Five departments in southern and southeastern France have been placed under an orange-level weather warning for heat today as Météo France warns of several days of very high temperatures.
The departments are: Pyrénées-Orientales, Ardèche, Drôme, Gard and Vaucluse, and 10 further departments surrounding them are also under yellow canicule warnings.
Last night (July 31), it was cool over the Languedoc-Roussillon and Rhône valley, but at 05:00 it was 27.2C in Perpignan, 24.6C in Nîmes-Courbessac and 25.5C in Avignon.
Temperatures are expected to rise throughout today and tomorrow, reaching 35-38C in the areas under an orange alert and 39C in some areas of Gard.
In the northern half of the country, temperatures should be in the region of 30-34C, apart from in Brittany and around the Channel, where they are expected to remain below 30C.
The peak of the heat is set to arrive on Wednesday (August 3), with highs of 39-40C in the south west.

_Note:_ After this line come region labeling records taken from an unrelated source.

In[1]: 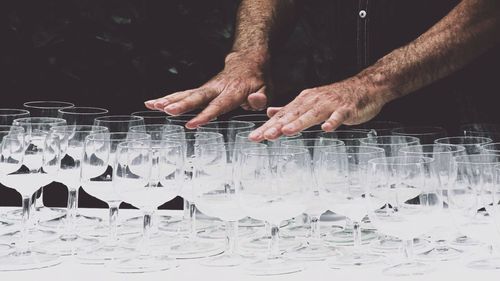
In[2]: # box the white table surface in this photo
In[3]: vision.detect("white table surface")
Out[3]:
[0,208,500,281]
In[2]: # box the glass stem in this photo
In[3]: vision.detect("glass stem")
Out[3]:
[19,196,31,253]
[268,225,281,259]
[225,221,238,256]
[109,202,120,243]
[403,239,415,263]
[352,221,361,251]
[66,188,78,236]
[189,202,196,240]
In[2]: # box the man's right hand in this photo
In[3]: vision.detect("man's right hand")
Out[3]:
[144,52,269,129]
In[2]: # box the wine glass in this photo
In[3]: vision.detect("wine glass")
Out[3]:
[193,143,266,267]
[160,131,223,258]
[434,136,493,155]
[400,144,465,261]
[94,115,145,133]
[131,110,168,124]
[23,101,75,118]
[282,138,344,260]
[460,123,500,142]
[391,126,447,144]
[318,129,376,146]
[8,117,66,221]
[41,125,109,255]
[0,108,30,125]
[448,154,500,270]
[366,156,444,276]
[77,132,151,264]
[0,132,61,271]
[111,140,184,273]
[57,106,109,125]
[316,146,385,268]
[236,147,313,275]
[351,120,403,136]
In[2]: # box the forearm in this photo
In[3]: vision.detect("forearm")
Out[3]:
[226,0,297,64]
[357,0,500,102]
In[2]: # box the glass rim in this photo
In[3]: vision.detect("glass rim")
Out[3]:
[57,106,109,115]
[23,100,75,109]
[434,136,493,145]
[321,145,385,154]
[94,114,144,123]
[368,156,434,166]
[0,108,31,118]
[454,153,500,166]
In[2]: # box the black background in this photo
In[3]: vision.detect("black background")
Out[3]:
[0,0,500,207]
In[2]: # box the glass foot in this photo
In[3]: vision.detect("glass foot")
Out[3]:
[467,256,500,270]
[285,244,341,261]
[0,250,61,271]
[169,238,224,259]
[382,262,434,276]
[77,244,138,264]
[109,255,179,273]
[245,257,304,276]
[43,235,99,256]
[328,251,384,269]
[200,253,245,267]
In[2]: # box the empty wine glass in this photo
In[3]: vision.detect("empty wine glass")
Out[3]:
[23,101,75,118]
[41,125,109,255]
[316,146,385,268]
[78,132,151,264]
[112,140,184,273]
[9,117,66,221]
[360,136,420,157]
[391,126,447,144]
[0,108,30,125]
[282,138,344,260]
[0,132,61,271]
[236,147,313,275]
[57,106,109,125]
[448,154,500,270]
[400,144,465,261]
[160,131,223,258]
[366,156,443,276]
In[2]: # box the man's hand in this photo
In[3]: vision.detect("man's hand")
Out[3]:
[250,77,388,141]
[145,53,269,129]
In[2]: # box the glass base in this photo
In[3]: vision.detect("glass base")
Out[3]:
[200,253,245,267]
[169,238,224,259]
[238,217,265,227]
[39,215,102,229]
[325,229,378,246]
[43,235,99,256]
[0,250,61,271]
[5,207,66,222]
[328,251,384,269]
[109,255,179,273]
[467,256,500,270]
[416,245,464,262]
[285,244,341,261]
[245,257,304,276]
[382,262,434,276]
[77,244,138,264]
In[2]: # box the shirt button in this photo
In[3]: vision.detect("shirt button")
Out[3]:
[359,10,366,19]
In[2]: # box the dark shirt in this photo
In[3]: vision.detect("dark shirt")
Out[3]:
[274,0,500,133]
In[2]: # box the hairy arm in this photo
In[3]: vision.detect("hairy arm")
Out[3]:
[250,0,500,140]
[145,0,298,129]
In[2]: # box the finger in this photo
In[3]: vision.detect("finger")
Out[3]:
[163,88,217,115]
[153,89,192,110]
[186,88,246,129]
[247,86,267,110]
[321,108,349,132]
[266,107,283,118]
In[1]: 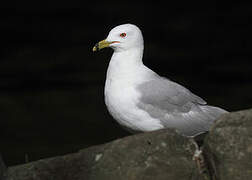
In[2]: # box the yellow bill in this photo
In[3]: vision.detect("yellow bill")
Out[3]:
[93,40,112,51]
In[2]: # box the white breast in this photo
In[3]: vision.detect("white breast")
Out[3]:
[104,65,163,131]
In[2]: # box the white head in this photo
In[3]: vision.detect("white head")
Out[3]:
[93,24,144,51]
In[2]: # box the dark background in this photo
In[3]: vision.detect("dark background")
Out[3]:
[0,0,252,165]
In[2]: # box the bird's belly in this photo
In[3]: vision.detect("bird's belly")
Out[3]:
[105,84,163,131]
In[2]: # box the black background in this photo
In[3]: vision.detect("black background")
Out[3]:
[0,0,252,165]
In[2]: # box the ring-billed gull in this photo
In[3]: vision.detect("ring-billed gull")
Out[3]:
[93,24,227,137]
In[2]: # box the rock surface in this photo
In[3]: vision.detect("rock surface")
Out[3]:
[0,154,6,180]
[7,130,203,180]
[6,109,252,180]
[205,109,252,180]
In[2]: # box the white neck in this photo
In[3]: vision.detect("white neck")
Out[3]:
[107,47,143,80]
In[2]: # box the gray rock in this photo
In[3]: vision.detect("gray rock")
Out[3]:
[7,129,203,180]
[204,109,252,180]
[0,154,6,180]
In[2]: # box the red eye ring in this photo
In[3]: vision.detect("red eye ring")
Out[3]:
[120,33,126,37]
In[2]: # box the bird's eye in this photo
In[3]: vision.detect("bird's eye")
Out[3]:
[120,33,126,37]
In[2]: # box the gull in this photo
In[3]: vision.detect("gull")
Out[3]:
[93,24,227,137]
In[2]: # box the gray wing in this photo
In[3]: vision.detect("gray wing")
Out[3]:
[137,77,227,136]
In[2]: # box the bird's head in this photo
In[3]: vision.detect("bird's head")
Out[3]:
[93,24,143,51]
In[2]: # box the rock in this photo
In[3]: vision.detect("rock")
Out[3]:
[0,154,6,180]
[204,109,252,180]
[4,129,203,180]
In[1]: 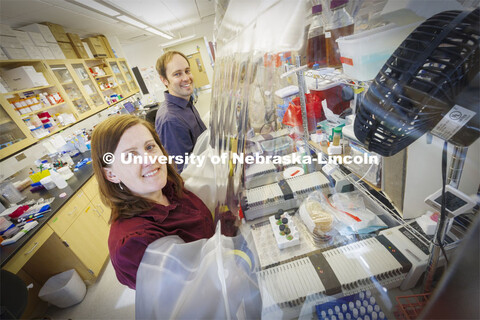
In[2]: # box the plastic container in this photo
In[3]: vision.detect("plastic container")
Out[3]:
[57,167,73,180]
[0,181,25,204]
[307,4,327,68]
[337,22,420,81]
[309,80,350,115]
[38,269,87,308]
[50,170,68,189]
[325,0,354,68]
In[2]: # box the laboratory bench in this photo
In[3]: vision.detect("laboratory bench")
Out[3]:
[0,151,110,318]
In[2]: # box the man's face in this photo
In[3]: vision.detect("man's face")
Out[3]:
[161,54,193,100]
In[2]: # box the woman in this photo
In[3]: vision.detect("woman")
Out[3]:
[91,115,215,289]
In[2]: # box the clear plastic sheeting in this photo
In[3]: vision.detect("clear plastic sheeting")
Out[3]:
[135,227,261,319]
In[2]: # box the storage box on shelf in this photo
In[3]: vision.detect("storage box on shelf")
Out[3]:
[118,59,139,92]
[0,60,76,158]
[86,60,124,105]
[0,59,138,159]
[82,37,108,58]
[47,60,105,119]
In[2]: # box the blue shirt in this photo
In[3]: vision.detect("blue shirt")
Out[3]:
[155,91,207,172]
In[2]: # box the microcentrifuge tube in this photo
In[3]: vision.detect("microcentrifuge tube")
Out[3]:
[360,307,367,316]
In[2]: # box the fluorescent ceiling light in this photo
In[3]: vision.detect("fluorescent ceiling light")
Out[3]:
[158,34,196,48]
[75,0,120,17]
[116,16,148,29]
[145,28,173,40]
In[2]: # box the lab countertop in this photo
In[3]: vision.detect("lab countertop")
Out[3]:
[0,152,93,267]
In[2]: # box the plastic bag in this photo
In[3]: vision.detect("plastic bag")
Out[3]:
[135,225,261,319]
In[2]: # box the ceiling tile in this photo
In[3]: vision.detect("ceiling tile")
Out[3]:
[0,0,53,19]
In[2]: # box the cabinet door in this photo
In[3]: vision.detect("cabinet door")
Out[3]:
[62,203,108,276]
[0,102,33,159]
[47,190,90,237]
[82,176,100,201]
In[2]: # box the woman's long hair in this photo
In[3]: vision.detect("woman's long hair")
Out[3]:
[91,115,183,223]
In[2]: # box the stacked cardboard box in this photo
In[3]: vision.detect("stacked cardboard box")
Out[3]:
[82,37,109,58]
[0,24,31,60]
[97,34,116,58]
[67,33,93,59]
[19,23,65,59]
[42,22,77,59]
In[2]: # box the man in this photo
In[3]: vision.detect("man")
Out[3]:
[155,51,206,173]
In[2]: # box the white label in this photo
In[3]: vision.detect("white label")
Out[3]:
[431,105,476,140]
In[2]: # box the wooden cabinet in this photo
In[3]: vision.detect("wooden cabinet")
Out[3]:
[0,59,139,160]
[44,177,109,277]
[47,190,89,237]
[3,226,53,274]
[61,203,109,277]
[82,176,99,201]
[46,60,105,119]
[92,195,112,224]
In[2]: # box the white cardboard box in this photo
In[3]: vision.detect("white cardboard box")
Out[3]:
[48,43,66,59]
[0,24,15,37]
[0,35,23,49]
[13,30,35,47]
[23,45,44,60]
[23,31,47,47]
[2,48,30,60]
[19,23,57,43]
[37,47,55,59]
[3,66,48,91]
[0,48,8,60]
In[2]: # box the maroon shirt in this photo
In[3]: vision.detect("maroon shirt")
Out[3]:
[108,182,215,289]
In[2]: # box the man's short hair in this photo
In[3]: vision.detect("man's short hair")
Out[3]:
[156,51,190,79]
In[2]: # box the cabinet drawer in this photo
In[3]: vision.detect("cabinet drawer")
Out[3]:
[82,176,99,200]
[92,195,112,224]
[3,225,53,274]
[48,190,90,236]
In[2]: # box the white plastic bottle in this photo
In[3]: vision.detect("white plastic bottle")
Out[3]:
[50,170,68,189]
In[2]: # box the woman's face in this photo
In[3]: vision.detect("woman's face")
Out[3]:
[104,124,167,201]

Les #FortesChaleurs reviennent dès demain. Les températures grimpent d'abord dans le sud-est lundi avant de gagner vers le sud-ouest mardi et le nord mercredi, jour du #PicDeChaleur attendu à l'échelle nationale. Suivez la situation sur https://t.co/CSYEovTI83 pic.twitter.com/pA7aShl1sv— VigiMétéoFrance (@VigiMeteoFrance) July 31, 2022
“The anticyclone from the Azores, responsible for the July heatwave, is returning to France,” Météo France forecaster Jean-Yves Choplin has said.
“In the north of the country, the episode should be short, with the return of ‘fresher’ air from the north west on Thursday and Friday. In the south, the hot air will linger for longer, especially in the south east.”
However, nowhere in France should remain under the high temperatures for as long as parts of the south west and south east did in July.
Météo France has warned of a “very high risk of fires” along the Mediterranean coastline, because of the appearance of “quite strong” mistral and tramontane winds and “conditions remaining very hot and dry across vegetation growing more and more fragile”.
To limit the risk of wildfires, all of Vaucluse’s forests – and several of Bouches-du-Rhône’s – have been closed to the public
France has already seen two heatwaves this year, in June and July, the latter being the third most intense and fifth longest since 1947.